When a policyholder decides to "surrender" or cancel the policy, the insurer pays out this accumulated cash value, often after deducting any outstanding loans against the policy and a potential surrender charge, which is a fee for early termination. It represents the policyholder's equity in the policy at the time of cancellation.
Example 1: Addressing Unexpected Financial Hardship
Sarah has maintained a whole life insurance policy for 15 years, steadily paying her premiums. Unexpectedly, she loses her job and faces significant medical bills for an emergency. To cover her immediate living expenses and medical costs while she searches for new employment, Sarah decides to cancel her life insurance policy.
The money she receives from the insurance company after they calculate the accumulated savings portion of her policy and subtract a small surrender fee is her cash surrender value.
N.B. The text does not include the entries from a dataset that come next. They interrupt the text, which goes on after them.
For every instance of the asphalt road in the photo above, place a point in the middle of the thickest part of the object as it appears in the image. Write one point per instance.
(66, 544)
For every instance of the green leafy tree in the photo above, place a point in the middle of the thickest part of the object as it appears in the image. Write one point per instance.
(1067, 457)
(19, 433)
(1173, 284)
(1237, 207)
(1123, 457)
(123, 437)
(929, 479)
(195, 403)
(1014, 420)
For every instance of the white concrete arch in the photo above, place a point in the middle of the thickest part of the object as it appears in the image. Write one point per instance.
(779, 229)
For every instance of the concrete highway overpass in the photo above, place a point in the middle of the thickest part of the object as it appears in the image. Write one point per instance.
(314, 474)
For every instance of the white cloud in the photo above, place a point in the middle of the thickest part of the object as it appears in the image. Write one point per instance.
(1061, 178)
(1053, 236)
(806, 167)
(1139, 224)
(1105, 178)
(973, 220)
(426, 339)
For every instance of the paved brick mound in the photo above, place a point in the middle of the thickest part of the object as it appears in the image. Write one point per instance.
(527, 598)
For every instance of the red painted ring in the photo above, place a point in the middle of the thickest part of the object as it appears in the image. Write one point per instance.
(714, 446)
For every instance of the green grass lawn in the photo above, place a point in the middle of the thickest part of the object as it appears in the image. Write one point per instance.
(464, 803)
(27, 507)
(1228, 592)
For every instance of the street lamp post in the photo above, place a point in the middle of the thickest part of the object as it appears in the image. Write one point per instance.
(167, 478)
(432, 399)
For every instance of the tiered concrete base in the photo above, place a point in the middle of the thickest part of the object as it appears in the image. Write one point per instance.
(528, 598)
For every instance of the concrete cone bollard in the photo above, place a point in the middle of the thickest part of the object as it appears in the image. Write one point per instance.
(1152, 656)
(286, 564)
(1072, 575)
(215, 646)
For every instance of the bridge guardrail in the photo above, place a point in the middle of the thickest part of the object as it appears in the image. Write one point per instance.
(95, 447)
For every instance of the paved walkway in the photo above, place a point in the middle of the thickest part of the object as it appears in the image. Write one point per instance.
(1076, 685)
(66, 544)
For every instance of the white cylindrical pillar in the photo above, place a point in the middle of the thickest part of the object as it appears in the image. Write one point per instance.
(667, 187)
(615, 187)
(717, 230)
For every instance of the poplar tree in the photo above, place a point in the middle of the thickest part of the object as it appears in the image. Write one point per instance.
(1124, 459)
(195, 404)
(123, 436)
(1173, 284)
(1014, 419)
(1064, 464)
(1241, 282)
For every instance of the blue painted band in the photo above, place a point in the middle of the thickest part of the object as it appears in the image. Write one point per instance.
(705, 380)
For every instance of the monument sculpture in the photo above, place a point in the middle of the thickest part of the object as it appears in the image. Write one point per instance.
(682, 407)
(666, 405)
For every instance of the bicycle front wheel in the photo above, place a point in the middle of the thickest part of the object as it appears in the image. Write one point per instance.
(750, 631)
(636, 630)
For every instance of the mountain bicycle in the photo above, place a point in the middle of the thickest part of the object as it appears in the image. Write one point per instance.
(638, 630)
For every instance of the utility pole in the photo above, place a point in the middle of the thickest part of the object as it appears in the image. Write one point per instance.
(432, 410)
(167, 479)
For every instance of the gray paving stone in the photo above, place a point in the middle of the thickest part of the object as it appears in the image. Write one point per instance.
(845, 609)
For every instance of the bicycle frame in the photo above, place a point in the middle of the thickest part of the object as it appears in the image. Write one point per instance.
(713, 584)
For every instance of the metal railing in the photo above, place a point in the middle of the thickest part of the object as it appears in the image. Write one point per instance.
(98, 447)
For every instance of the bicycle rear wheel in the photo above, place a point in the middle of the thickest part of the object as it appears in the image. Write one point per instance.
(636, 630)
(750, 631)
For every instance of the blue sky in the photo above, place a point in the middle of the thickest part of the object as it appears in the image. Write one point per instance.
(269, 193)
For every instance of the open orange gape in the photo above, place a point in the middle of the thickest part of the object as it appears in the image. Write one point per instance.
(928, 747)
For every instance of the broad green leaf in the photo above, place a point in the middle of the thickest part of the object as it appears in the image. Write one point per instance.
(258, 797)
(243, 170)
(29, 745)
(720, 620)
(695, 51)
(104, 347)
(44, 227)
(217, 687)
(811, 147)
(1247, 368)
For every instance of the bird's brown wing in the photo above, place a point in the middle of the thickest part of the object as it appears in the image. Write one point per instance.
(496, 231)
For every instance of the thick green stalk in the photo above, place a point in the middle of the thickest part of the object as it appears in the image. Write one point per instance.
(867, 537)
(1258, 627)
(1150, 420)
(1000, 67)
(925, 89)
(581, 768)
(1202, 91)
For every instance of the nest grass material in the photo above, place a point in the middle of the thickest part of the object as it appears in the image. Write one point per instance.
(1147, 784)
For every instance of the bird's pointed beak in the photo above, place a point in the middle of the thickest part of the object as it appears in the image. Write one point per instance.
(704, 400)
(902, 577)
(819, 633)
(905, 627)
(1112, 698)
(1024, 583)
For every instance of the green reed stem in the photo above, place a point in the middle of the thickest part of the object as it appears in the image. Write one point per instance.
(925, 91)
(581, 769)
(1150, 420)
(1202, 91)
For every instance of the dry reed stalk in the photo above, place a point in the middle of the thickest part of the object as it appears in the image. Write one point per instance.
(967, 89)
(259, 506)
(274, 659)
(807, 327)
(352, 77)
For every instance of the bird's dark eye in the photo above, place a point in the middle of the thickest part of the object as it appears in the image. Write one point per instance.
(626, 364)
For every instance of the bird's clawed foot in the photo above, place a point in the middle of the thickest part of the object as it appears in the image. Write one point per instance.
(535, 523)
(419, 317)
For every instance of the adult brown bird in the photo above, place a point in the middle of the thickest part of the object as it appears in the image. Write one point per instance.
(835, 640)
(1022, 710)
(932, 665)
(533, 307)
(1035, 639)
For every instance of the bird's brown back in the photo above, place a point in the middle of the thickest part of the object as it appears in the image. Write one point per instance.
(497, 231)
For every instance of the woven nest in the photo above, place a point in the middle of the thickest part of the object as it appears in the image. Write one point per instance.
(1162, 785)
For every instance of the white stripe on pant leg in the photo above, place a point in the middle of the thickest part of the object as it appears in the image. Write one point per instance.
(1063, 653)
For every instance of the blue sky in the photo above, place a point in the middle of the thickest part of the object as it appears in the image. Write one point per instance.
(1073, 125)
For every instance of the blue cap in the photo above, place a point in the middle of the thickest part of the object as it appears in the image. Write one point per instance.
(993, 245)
This lump sum provides her with much-needed liquidity during a difficult period.
Example 2: Realigning Long-Term Financial Goals
David purchased a whole life policy 20 years ago to provide financial security for his young family. Now, his children are grown and financially independent, his mortgage is paid off, and his retirement savings are robust. David determines that the original need for the large death benefit has diminished, and he wishes to reallocate his assets into a different investment vehicle that aligns better with his current retirement planning.
When David surrenders his policy, the lump sum he receives from the insurance company, representing the accumulated cash value built up over two decades of premium payments (minus any applicable fees), is the cash surrender value. He then uses this money to fund a new investment portfolio.
Example 3: Funding a New Venture or Retirement Supplement
Maria, a small business owner, has held a whole life policy for 25 years. As she approaches retirement, she decides she wants to either expand her business one last time before selling it, or directly supplement her retirement income. She no longer feels the need to maintain the life insurance coverage.
Maria chooses to surrender her policy. The funds she receives from the insurer, which reflect the policy's internal savings growth over decades, constitute the cash surrender value. She can then use this capital to invest in her business expansion or to provide an immediate boost to her retirement fund.
Simple Definition
Cash surrender value is the amount of money a policyholder receives when they voluntarily terminate an insurance policy that has accumulated cash value, such as a whole-life policy, before it matures or the insured dies. This value represents a refund of the policy's accumulated reserve, calculated after deducting the cost of insurance and any applicable surrender charges.